Prayer: Jesus, break into our lives, revealing God’s deep love for us!
By: Trey Colson
Psalm 80:1-7, 17-19
Reflection—v.7 ‘restore us, O God’
In the words of Psalm 80 I hear the people crying out to God for restoration and mercy. I hear them calling upon God to restore them to their former glory. I hear people standing before God knowing that they’ve made a mistake. When you’re in a situation where you were up in a big old castle, but now you’re in a shack, and somebody else is in the castle now and you’re working for them–you pretty much feel like you’re the scorn of the earth. You feel like you’re beneath.

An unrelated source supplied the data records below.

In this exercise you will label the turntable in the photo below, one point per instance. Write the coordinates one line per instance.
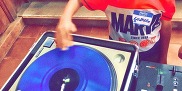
(92, 64)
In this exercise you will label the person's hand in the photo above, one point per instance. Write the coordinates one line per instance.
(63, 35)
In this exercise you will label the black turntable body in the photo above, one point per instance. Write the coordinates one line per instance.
(92, 64)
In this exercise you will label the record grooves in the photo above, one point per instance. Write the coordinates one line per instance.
(80, 68)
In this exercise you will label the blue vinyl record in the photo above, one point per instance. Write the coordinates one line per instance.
(79, 68)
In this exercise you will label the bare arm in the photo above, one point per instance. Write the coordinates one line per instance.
(65, 26)
(165, 40)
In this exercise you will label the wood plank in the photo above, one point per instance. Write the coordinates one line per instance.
(10, 36)
(4, 21)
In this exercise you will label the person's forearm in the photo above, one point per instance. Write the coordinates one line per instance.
(165, 34)
(70, 9)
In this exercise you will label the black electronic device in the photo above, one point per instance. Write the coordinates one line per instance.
(91, 64)
(159, 77)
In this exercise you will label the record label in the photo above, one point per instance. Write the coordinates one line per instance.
(80, 68)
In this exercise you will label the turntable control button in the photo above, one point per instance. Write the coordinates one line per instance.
(119, 58)
(48, 43)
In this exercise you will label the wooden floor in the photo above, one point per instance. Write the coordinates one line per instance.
(31, 33)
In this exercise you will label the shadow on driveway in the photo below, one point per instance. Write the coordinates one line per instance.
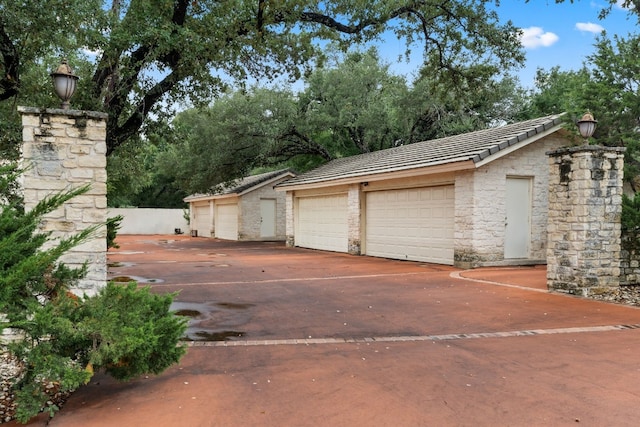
(309, 338)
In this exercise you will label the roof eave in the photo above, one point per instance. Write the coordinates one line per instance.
(397, 174)
(267, 182)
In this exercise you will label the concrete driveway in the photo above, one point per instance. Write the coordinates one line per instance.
(324, 339)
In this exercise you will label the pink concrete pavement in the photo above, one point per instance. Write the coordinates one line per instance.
(333, 339)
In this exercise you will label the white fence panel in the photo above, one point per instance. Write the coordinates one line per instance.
(150, 221)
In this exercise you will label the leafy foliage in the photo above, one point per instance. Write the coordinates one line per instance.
(113, 225)
(62, 337)
(147, 54)
(352, 105)
(607, 86)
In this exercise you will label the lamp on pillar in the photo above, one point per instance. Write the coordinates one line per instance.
(587, 125)
(64, 83)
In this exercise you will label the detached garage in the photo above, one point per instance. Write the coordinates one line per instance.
(249, 209)
(468, 200)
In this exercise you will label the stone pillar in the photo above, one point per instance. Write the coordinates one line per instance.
(62, 150)
(583, 233)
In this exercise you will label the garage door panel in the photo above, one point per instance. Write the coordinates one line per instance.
(411, 224)
(322, 223)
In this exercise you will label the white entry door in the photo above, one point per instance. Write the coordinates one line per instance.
(227, 221)
(414, 224)
(517, 236)
(267, 218)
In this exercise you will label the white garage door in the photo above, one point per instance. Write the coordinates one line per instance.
(203, 220)
(322, 223)
(227, 222)
(412, 224)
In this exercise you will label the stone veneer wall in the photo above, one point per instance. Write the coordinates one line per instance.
(354, 220)
(585, 206)
(66, 149)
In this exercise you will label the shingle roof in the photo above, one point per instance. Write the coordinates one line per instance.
(243, 185)
(474, 146)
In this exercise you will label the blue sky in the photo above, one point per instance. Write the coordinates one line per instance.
(554, 34)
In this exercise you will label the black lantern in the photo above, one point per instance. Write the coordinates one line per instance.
(587, 125)
(64, 83)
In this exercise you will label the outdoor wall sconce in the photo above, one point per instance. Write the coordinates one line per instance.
(64, 83)
(587, 125)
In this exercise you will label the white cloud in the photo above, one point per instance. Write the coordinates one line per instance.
(534, 37)
(589, 27)
(620, 4)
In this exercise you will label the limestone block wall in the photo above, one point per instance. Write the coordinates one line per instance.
(481, 205)
(354, 218)
(289, 219)
(66, 149)
(585, 206)
(250, 216)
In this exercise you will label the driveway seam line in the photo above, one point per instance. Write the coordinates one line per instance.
(298, 279)
(457, 275)
(413, 338)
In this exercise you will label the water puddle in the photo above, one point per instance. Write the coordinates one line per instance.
(127, 279)
(120, 264)
(212, 321)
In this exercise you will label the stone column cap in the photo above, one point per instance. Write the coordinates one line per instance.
(60, 112)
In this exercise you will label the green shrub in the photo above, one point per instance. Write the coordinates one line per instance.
(113, 225)
(125, 330)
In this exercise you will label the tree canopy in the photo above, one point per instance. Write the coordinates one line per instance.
(153, 53)
(350, 106)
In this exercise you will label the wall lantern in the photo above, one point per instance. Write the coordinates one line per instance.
(587, 125)
(64, 83)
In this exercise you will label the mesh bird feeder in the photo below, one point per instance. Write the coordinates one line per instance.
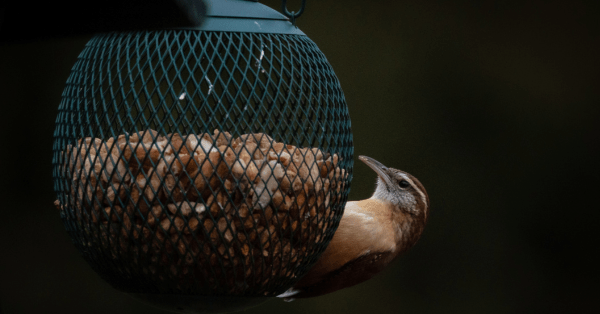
(207, 168)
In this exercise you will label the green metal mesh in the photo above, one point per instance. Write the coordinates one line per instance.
(129, 93)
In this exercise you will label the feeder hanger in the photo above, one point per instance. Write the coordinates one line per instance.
(293, 15)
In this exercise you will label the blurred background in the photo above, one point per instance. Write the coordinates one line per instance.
(493, 105)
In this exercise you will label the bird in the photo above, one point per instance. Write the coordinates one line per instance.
(371, 234)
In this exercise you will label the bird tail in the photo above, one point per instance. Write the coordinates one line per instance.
(289, 293)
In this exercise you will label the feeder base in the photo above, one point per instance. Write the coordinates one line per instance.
(199, 304)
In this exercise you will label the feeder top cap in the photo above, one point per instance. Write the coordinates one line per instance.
(245, 16)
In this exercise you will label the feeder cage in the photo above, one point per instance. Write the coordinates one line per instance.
(203, 168)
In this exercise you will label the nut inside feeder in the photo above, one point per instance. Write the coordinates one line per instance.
(203, 169)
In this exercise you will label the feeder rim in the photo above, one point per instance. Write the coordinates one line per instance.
(244, 16)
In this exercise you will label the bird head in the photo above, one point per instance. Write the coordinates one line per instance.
(399, 188)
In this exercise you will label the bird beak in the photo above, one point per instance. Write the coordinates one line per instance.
(378, 167)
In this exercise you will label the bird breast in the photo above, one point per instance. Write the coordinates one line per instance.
(366, 227)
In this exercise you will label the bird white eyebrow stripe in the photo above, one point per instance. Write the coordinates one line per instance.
(405, 177)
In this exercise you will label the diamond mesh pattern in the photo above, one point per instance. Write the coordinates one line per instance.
(152, 238)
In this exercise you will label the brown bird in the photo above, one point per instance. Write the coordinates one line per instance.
(371, 234)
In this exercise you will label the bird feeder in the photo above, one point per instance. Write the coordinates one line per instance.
(203, 169)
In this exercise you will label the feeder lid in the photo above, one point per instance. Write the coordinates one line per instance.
(245, 16)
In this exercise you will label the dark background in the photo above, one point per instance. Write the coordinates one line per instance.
(493, 105)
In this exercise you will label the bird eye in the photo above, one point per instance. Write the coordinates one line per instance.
(404, 184)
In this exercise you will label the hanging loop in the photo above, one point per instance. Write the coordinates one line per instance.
(292, 15)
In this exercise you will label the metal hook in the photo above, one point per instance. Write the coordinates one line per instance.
(292, 15)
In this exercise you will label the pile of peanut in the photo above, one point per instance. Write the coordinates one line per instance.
(245, 210)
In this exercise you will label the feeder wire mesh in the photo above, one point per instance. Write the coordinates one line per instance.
(202, 163)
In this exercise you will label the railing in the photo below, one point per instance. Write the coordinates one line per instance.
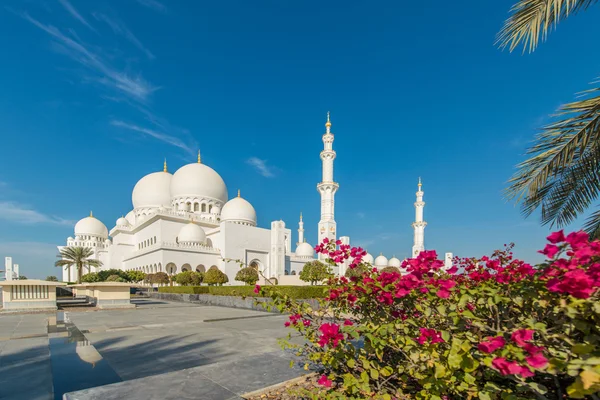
(29, 292)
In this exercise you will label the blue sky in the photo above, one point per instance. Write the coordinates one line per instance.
(94, 95)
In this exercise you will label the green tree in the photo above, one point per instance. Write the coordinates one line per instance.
(561, 176)
(78, 257)
(115, 278)
(214, 276)
(315, 272)
(356, 272)
(90, 278)
(248, 275)
(160, 278)
(135, 276)
(108, 272)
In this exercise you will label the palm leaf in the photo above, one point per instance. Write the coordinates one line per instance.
(532, 20)
(562, 175)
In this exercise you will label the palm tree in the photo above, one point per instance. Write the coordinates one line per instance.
(562, 174)
(79, 257)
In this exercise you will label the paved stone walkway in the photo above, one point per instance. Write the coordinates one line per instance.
(161, 350)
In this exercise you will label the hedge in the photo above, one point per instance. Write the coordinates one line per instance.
(295, 292)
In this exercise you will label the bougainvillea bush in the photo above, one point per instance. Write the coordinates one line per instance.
(488, 328)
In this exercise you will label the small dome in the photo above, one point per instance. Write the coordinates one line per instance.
(394, 262)
(305, 250)
(192, 233)
(239, 210)
(122, 222)
(198, 180)
(153, 190)
(381, 261)
(90, 226)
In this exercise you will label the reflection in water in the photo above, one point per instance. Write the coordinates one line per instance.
(76, 364)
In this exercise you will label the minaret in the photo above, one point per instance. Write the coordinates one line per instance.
(300, 231)
(419, 225)
(327, 188)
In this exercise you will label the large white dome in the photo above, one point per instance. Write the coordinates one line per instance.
(153, 190)
(91, 226)
(198, 180)
(192, 234)
(239, 210)
(305, 250)
(381, 261)
(394, 262)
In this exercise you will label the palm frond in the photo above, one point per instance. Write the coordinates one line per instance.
(592, 225)
(562, 175)
(532, 20)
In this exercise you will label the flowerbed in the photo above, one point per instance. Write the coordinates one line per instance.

When you used to be the big guy on campus, the big guy on the playground, and then all the sudden you’re not just the little guy, but the little guy is even knocking you around–you feel scorned and laughed at. I’m pretty sure that’s the position God’s people were in. Its a two way street. Not only do you not like your new situation, but you have to learn to deal with it. But then maybe next time you get in a big-boy position, you’ll understand–play fair. Let everybody get something. Don’t use people or laugh at them because they have nothing and you have everything–help them, and we can help each other to all have something. Maybe that was the lesson that God wants the people to see. God says, ‘you are the apple of my eye, but you’re not the only apple of my eye.’ Look out for your neighbors. Take care of your people. Love your community.

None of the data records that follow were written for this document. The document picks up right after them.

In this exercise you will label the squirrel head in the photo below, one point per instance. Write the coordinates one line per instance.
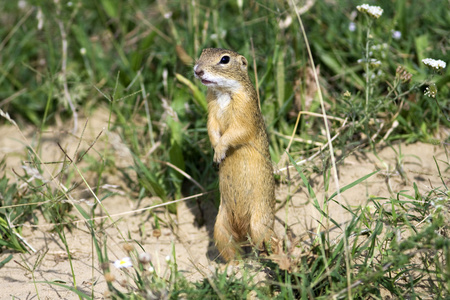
(222, 69)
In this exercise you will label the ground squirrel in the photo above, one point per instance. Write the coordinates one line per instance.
(238, 135)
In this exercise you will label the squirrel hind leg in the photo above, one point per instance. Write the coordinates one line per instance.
(261, 231)
(224, 237)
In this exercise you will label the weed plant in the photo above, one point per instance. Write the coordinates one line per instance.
(60, 60)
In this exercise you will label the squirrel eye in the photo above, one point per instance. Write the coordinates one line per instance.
(225, 59)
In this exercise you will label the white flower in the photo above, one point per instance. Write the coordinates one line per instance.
(373, 11)
(396, 35)
(431, 91)
(434, 63)
(22, 4)
(372, 62)
(145, 257)
(123, 263)
(40, 18)
(352, 26)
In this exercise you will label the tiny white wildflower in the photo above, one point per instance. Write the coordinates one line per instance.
(145, 257)
(123, 263)
(22, 4)
(372, 62)
(396, 35)
(352, 26)
(283, 24)
(434, 63)
(431, 91)
(373, 11)
(40, 18)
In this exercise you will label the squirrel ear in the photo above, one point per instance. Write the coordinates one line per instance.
(244, 63)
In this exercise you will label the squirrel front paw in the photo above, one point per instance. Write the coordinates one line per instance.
(219, 154)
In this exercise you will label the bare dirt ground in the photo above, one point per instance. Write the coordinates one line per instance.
(195, 252)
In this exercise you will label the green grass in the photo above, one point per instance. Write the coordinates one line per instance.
(136, 58)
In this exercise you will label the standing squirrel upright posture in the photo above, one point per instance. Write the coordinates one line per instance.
(238, 135)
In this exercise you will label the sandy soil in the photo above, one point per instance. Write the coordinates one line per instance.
(195, 252)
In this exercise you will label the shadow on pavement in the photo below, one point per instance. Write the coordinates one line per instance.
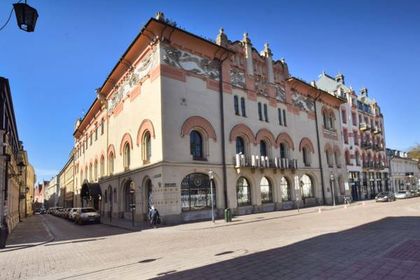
(388, 248)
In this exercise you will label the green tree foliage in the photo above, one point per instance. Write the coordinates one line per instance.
(414, 152)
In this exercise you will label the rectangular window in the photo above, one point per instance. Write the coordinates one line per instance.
(344, 116)
(265, 113)
(243, 108)
(259, 111)
(236, 105)
(284, 118)
(280, 117)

Prayer: Forgiving God, restore us that all your people may have what they need.
By: Maggie Leonard
Reflection—v.13 ‘Isn’t it enough for you to be tiresome for people that you are also tiresome before my God?’
This line cracks me up. I had no idea that Isaiah was so sassy! In this story, Jerusalem is being attacked and God sends Isaiah to offer comfort and divine signs to King Ahaz. However, King Ahaz refuses the offer, saying that he won’t test God. This is when Isaiah responds, ‘Isn’t it enough for you to be tiresome for people that you are also tiresome before my God?’ Bahahaha! Burn. Isaiah knew that Ahaz was only giving him lip service, trying to appear pious. Words without action are tiresome. But it’s right about now, when Jerusalem was on the brink of disaster that God speaks, offering a sign and promise to be with us. I feel that sense of impending disaster these days—maybe most strongly in relation to climate change. We have a lot of words and not enough action. I cannot help but wonder if we have other Isaiah’s in our midst. Perhaps in Autum Peltier, Isra Hirsi, Xiuhtezcatl Martinez, or Greta Thunberg—all young women speaking out and offering new ways forward. May we not be tiresome, offering them lip service. May we be willing to receive the signs that God offers us, even under the threat of destruction. It is during this time of Advent that we prepare to receive God to the world. I pray that we nurture a world worthy of such a reception.
Prayer: God, open our hearts that we may hear the voices of your prophets!